Nel capitalismo esistono branche produttive dove può esistere scarsità di forza lavoro che genera una rendita sottoforma di uno stipendio più consistente per coloro che possiedono le competenze richieste. Anche nel socialismo possono sorgere queste situazioni ma la pianificazione le può limitare ma i comunisti potrebbero essere comunque costretti a pagare questa rendita di posizione aggiungendo un extra ai certificati di lavoro. Questi problemi potrebbero generarsi anche in presenza di attività lavorative rischiose.

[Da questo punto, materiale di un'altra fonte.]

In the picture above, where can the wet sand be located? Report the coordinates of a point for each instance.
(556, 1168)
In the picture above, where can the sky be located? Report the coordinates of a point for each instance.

Nel socialismo è possibile sceglie tra pagare un extra ai lavoratori per poter ovviare alla scarsità di forza lavoro oppure migliorare le condizioni lavorative anche scegliendo, in assenza di alternative, di non sviluppare determinate attività fino alla possibilità di usare tecnologie che le renderebbero meno pericolose. Questa questione ci consente di introdurre l’argomento degli incentivi. Il rischio di utilizzarli è la svalutazione dell’ora di lavoro, unità su cui si basa il sistema di Cockshott e Cottrell, danneggiando gli altri lavoratori che avrebbero il proprio reddito svalutato. Per evitare l’inflazione questi incentivi dovrebbero essere finanziati dalla tassazione generale. Tutto questo discorso è legato al tema del plusprodotto.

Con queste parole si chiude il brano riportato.